Over the past two decades, the past five years in particular, a national discussion has emerged concerning the increased cost of health care. Perhaps of greater importance, increased health care costs have not always led to improved outcomes. In fact, overdiagnosis, overuse of treatments and a “try everything” approach have contributed to rising costs with little discernible improvement in health.

The American Hospital Association, with guidance from its Committee on Clinical Leadership, examined the issue and developed the white paper "Appropriate Use of Medical Resources," which identifies the drivers and recommends ways to move forward to reduce nonbeneficial services. Among its efforts, the AHA developed a Top Five list of hospital-based procedures or interventions that should be reviewed and discussed by a patient and physician prior to proceeding:

·       Appropriate blood management in inpatient services

·       Appropriate antimicrobial stewardship

·       Reducing inpatient admissions for ambulatory-sensitive conditions (e.g., low back pain, asthma, uncomplicated pneumonia)

·       Appropriate use of elective percutaneous coronary intervention

·       Appropriate use of the intensive care unit for imminently terminal illness (including encouraging early intervention and discussion about priorities for medical care in the context of progressive disease)

To further support hospitals’ efforts, the AHA’s Physician Leadership Forum has produced toolkits on each of the five areas. In September, the Physician Leadership Forum released the most recent one that addresses aligning treatment with patient priorities in the context of progressive disease for use of the ICU.

Aligning ICU Care with Patient Priorities

About one-third of adults have advance directives; yet, as many as 75 percent of physicians are unaware of whether their patients have directives in place, according to the Centers for Disease Control and Prevention. Numerous studies have shown the impact advance care planning can have on patients. A 2010 study in The British Medical Journal found that if properly carried out, advance care planning improves end-of-life care and the satisfaction of patients and families. For the surviving relatives, it can also reduce anxiety, stress and depression.

It’s imperative that the health care system encourage early intervention and discussion about priorities for medical care in the context of progressive disease, as well as foster robust communication between patients and their providers to understand the patients’ goals. These discussions should address the likelihood of acceptable (to the patient) recovery, the risk of long-term impairment, the options for palliative care co-management at the same time as disease-directed treatment, and the benefits of hospice care in the framework of the patient’s priorities.

Newest Toolkit

To bring more awareness to this issue, the Physician Leadership Forum collaborated with the Center to Advance Palliative Care, Coalition to Transform Advanced Care, Education in Palliative and End-of-life Care, National Hospice and Palliative Care Organization, and the Society of Critical Care Medicine to bring hospitals and health systems resources and tools to help in their quest for safe, high-quality care. The toolkit is broken into three sections:

·       Hospital and health system resources: Includes assessment guides, PowerPoint presentations, key statistics and findings, position statements and resources supporting the appropriate use of the ICU for imminently terminal illness

·       Clinician resources: Includes fact sheets, a palliative care screen, tip sheets, communication guides, articles, a webcast, and recommendations regarding end-of-life care in the ICU

·       Patient resources: Includes resources regarding palliative care, advance care directives and ICU/treatment-specific concerns for patients, their families and caregivers

Highlights include an assessment guide from NHPCO that helps organizations to determine strengths and gaps of services in providing a seamless continuum of care for patients with life-limiting illness, and a National Academy of Medicine report about how to improve quality and honor the preferences of patients toward the end of their lives. In addition, CAPC, with the support of the National Institutes of Health, has created IPAL-ICU, a central venue where clinicians can share expertise, evidence and tools, and link with colleagues.

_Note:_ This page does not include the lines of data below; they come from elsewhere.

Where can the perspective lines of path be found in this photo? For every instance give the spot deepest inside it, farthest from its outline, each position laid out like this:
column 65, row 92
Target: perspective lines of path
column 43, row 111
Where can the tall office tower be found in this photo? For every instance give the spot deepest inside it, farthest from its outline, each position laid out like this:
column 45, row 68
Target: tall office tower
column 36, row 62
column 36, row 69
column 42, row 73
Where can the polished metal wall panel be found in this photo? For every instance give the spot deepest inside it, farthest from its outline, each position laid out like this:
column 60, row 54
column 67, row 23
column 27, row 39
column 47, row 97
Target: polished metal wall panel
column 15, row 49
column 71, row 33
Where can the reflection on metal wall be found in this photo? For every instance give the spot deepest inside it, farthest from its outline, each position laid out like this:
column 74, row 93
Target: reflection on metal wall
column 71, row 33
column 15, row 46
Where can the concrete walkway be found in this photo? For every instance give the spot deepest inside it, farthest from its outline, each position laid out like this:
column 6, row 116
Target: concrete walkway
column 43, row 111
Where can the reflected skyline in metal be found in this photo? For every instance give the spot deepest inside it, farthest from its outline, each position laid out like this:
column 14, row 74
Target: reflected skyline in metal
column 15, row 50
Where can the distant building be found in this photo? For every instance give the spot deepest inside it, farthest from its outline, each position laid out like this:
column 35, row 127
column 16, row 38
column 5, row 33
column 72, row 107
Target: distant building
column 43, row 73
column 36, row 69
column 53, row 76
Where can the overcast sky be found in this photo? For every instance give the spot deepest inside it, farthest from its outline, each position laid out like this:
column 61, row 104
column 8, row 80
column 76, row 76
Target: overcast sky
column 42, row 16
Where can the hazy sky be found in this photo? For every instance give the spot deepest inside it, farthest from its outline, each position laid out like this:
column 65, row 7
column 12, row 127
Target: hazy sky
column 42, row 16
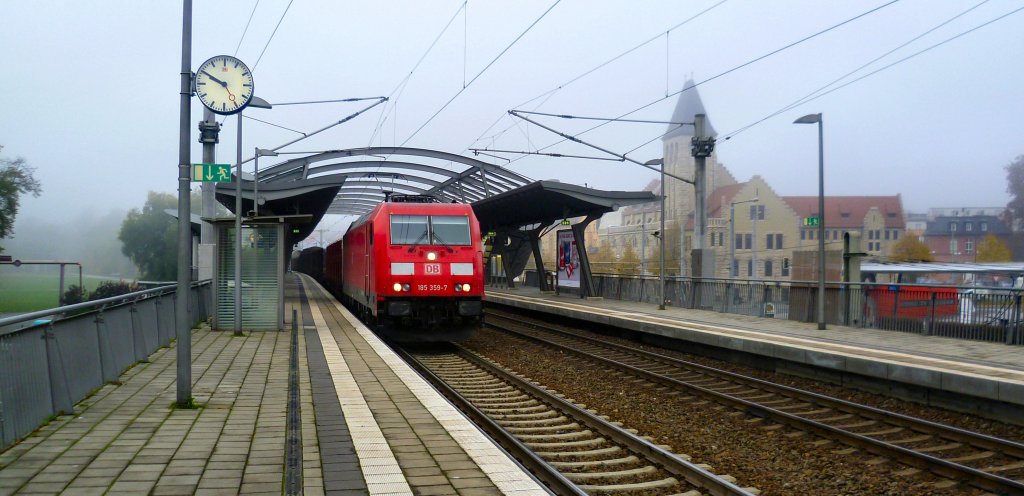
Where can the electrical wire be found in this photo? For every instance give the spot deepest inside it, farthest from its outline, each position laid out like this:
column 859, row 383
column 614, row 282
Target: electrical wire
column 551, row 92
column 260, row 57
column 247, row 28
column 485, row 68
column 736, row 68
column 818, row 92
column 401, row 84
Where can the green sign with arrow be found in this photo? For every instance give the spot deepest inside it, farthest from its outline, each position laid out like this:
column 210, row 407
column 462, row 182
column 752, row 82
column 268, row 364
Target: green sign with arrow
column 212, row 172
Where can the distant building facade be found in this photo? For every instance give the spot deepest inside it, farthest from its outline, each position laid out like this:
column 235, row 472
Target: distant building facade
column 956, row 238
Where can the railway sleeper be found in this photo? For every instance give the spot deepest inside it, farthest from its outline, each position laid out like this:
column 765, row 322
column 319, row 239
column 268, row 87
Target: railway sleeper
column 629, row 488
column 530, row 417
column 590, row 477
column 568, row 445
column 595, row 453
column 582, row 465
column 556, row 438
column 536, row 420
column 543, row 428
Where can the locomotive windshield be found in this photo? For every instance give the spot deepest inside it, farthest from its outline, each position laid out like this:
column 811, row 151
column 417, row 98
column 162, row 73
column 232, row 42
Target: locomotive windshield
column 451, row 230
column 433, row 230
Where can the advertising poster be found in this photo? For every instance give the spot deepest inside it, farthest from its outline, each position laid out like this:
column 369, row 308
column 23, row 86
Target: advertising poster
column 568, row 260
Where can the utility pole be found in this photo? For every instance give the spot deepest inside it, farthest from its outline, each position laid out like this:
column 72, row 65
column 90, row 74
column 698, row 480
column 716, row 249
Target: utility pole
column 209, row 135
column 700, row 148
column 183, row 330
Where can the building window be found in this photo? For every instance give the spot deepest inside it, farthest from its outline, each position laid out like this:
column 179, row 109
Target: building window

Also included in the toolkit is a conversation starter kit from the Conversation Project and Institute for Healthcare Improvement that families can use to begin a discussion on priorities and goals for care near the end of life. Finally, the toolkit includes links to a wealth of resources for patients and families on what to expect when a loved one is in intensive care.

As the end of life approaches, clinicians need to do their best to honor the wishes of their patients. With discussion and planning, a happy medium can be found between the priorities of the patient and the context of their progressive disease. By reducing the utilization of nonbeneficial care — care that increases costs without a concomitant increase in value — health care can move closer toward achieving the Triple Aim of improving the patient experience of care (including quality and satisfaction), improving the health of populations, and reducing per capita costs of health care.

John R. Combes, M.D., is the chief medical officer and a senior vice president of the American Hospital Association. He is also president of the Center for Healthcare Governance, an AHA affiliate, and is a member of Speakers Express.